Thursday, November 30, 2006

Rice: War Between the States "Not a Civil War"

Washington (AP)

Secretary of State Condaleeza Rice re-affirmed today that the war between the Union and the Confederacy was ‘not a civil war.’

“This administration understands that patriotic Americans can disagree,” said Secretary Rice.

“The conflict between the Yankees and the Rebels may have looked like a civil war to a lot of people. But we believe it’s too soon to tell.”

8 Comments:

Anonymous Anonymous said...

suddenly our mutual friend's assertions about the "war of Northern aggression" are not seeming so strange... I am betting that the Iraq war will actually go down in history under at least 3 different names - "the war of American (or Bush's) aggression," "the Iraqi Civil War," and "Operation Iraqi Freedom," or whatever meme the Bush Administration has come up with to dupe the public. Hopefully the latter won't stick.

2:36 AM  
Anonymous Anonymous said...

Yep, these guys couldn't have done a better job re-creating Vietnam if they tried.
Ozymandias

1:09 PM  
Blogger Wordcat said...

Good takes guys.

Sometimes a single name won't work to cover something.

Saw this today and thought it was a nice summary of the current parsing of Iraq:

--It's worse than that, argues New York Times columnist Thomas Friedman. Iraq is broken into so many pieces, "divided among warlords, foreign terrorists, gangs, militias, parties, the police and the army", that the conflict can't be said to constitute civil war, he argues.

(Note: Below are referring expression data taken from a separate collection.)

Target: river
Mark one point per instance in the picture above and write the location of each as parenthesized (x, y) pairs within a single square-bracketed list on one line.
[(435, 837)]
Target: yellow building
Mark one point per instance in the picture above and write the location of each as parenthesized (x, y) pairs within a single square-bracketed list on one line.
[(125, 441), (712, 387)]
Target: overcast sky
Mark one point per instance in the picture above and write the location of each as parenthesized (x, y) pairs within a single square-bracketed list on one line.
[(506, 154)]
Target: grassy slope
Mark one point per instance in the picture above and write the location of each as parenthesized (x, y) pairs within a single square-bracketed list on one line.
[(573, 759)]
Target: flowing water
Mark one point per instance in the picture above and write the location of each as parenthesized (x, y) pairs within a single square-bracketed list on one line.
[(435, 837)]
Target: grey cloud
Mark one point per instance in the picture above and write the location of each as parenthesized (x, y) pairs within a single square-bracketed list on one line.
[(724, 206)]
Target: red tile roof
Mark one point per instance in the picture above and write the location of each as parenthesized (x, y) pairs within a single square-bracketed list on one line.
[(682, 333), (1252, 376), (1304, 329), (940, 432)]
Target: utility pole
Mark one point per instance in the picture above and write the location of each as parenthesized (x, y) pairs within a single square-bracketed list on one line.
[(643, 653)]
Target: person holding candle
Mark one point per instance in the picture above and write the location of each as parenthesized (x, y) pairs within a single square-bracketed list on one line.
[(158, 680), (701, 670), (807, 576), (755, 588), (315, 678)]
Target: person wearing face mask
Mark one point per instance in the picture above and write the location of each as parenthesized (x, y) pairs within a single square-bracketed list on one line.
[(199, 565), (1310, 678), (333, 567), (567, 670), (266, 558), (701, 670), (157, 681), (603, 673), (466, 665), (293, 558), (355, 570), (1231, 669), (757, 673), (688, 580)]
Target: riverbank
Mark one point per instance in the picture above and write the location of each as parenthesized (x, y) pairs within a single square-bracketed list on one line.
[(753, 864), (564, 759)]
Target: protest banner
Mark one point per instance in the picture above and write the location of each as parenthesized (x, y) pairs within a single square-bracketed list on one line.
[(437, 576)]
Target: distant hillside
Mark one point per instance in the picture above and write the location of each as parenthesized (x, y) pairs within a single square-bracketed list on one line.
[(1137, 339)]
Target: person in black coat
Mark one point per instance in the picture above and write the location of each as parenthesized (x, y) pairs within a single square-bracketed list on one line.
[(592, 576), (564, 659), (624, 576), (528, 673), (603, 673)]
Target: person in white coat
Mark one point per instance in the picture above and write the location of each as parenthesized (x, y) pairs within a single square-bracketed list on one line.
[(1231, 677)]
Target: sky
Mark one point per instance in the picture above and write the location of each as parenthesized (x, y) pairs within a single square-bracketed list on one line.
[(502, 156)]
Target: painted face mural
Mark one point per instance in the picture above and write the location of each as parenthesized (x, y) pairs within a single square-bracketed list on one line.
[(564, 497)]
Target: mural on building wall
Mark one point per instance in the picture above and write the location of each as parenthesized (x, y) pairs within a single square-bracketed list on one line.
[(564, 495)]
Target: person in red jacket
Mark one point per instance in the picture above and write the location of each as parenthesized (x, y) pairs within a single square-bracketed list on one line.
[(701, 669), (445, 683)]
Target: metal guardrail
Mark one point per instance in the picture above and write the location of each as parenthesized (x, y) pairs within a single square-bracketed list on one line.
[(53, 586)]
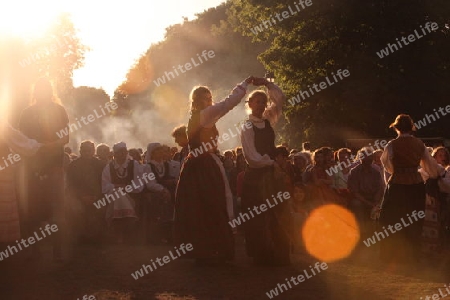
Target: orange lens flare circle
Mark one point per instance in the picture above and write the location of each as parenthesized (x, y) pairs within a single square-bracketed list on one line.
[(330, 233)]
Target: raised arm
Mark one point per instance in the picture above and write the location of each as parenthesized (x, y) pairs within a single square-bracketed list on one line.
[(18, 142), (253, 158), (210, 115)]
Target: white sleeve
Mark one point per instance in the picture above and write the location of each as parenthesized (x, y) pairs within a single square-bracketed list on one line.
[(274, 111), (151, 184), (210, 115), (18, 142), (253, 158), (429, 164), (386, 158), (137, 177), (107, 186)]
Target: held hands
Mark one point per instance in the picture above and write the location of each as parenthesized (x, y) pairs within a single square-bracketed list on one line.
[(256, 81), (260, 81)]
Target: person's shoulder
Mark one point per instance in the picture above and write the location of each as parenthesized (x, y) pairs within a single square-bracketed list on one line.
[(58, 107)]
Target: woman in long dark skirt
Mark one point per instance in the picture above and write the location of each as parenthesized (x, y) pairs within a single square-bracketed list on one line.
[(266, 234), (404, 198), (204, 203)]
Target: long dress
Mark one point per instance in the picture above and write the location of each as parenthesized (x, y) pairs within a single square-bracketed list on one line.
[(9, 214), (267, 235), (203, 201), (404, 194)]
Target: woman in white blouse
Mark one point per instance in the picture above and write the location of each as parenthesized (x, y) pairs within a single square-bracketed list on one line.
[(266, 234), (204, 203), (404, 197)]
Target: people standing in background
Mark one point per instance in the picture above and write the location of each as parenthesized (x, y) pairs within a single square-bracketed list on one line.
[(366, 187), (103, 152), (84, 187), (180, 135)]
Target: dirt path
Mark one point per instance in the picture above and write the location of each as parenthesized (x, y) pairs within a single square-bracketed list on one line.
[(105, 272)]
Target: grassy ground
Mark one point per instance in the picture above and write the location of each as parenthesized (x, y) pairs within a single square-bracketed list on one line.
[(105, 272)]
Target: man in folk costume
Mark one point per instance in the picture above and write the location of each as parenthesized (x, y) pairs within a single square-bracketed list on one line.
[(84, 183), (123, 174), (11, 139)]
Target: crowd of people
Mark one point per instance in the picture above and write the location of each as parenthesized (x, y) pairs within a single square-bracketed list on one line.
[(165, 194)]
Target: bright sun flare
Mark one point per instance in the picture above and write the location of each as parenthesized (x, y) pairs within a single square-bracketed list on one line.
[(27, 19)]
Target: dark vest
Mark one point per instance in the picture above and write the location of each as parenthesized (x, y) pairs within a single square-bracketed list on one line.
[(199, 136), (4, 150), (265, 140), (126, 180), (407, 153), (166, 174)]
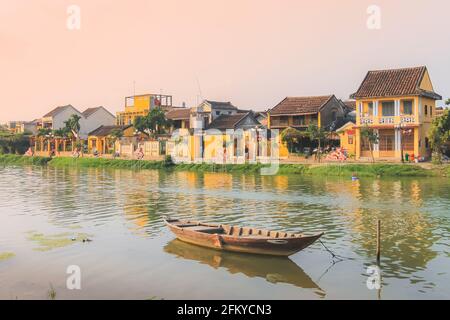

But Newsweek columnist Fareed Zakaria says there's no doubt Iraq is in the midst of a civil war, quoting a White House deputy press secretary who spoke of "terrorists ... targeting innocents in a brazen effort to topple a democratically elected government". Such thinking misinterprets the reality of Iraq today, he concludes.

The Guardian's leader turns to the U.S. public: "...public opinion in democracies is not concerned with fine points, but ... whether the judgments of their governments have taken their countries toward disaster or toward success."

So whose arguments hold more weight? While academic squabbles about the finer details of how to label the conflict seem likely to continue, CNN's Michael Ware speaks from the ground: "...anyone who still remains in doubt about whether this is civil war or not is suffering from the luxury of distance."

7:18 PM  
Blogger jonathan said...

As much as I hate all war, I feel that this is not the same as Vietnam for one huge reason. From what I know about Vietnam (and admittedly, I don't know a huge amount) the majority of the population was against the French occupation, then the US involvement, and with the communists who wanted to overthought them. And we were helping the smaller group stay in power. In this case, from everything I can see, the majority of the population was against Saddam's rule, and we are trying to help the majority continue to self-govern in the face of a violent minority who wanted to hold onto power. Which part of that is incorrect?

7:20 PM  
Blogger jonathan said...

ha - "overthrow"

7:20 PM  
Blogger Wordcat said...

No, it's not the same as Vietnam.

I like Friedman's comments along those lines.

I don't think the idea that we're trying to help a majority 'self-govern" against a violent minority is an accurate take on what's going on there.

In my view, there is no "majority" or "minority' in Iraq. There is no real nation or political culture.

I think we've misunderstood what we're dealing with from the beginning.

8:34 PM  
Anonymous Anonymous said...

misunderstood is probably an understatement... We thought it was going to be U.S. vs. Republican Guard.

Regarding Rice's comment: I thought those leftist democrats were supposed to be the ones who can't handle propositional truth... you learn something new every day!

11:12 PM  
Anonymous Anonymous said...

Certainly the identity of the Iraqi peoples is much different from that of the Vietnamese. But much is the same. The war has been waged by our side for purely ideological reasons as opposed to practical and finite ones (repelling Saddam's '91 incursion into Kuwait, etc.) The neocons had a theory not unlike the Domino theory that got us into 'Nam. They wanted to demonstrably oppose Islamic Extremism by creating a Jeffersonian Democracy in the Middle East.
Like in Vietnam, the war's architects were removed from the situation and had no idea what they were getting into. They were ideologues wed to their pet theory and saw all evidence through that distorted lens. Generals who gave realistic feedback (like Shinseki) were fired. The same happened in 'Nam. Successes were exaggerated. Kills inflated. The only news reaching the President was "good" news no matter how false.
Both wars were waged with no understanding of the people involved. The Vietnamese were chiefly anti-imperialist. Ho Chi Minh had their respect. The Southern Vietnamese were rightly reviled as puppets of America. The same is true in Iraq. Even several years into our occupation Bush didn't know the difference between a Shia and a Sunni. (He still may not.) Furthermore, Iraq wasn never an Islamic state as they allege. Outside of Turkey, it is the most secular state in the Middle East - the only place where Al-Queda was not.
Halberstam's The Best and the Brightest is a great review of Vietnam. Change the names of the people and places (and party) and it could read like an account of our Iraqi misadventure.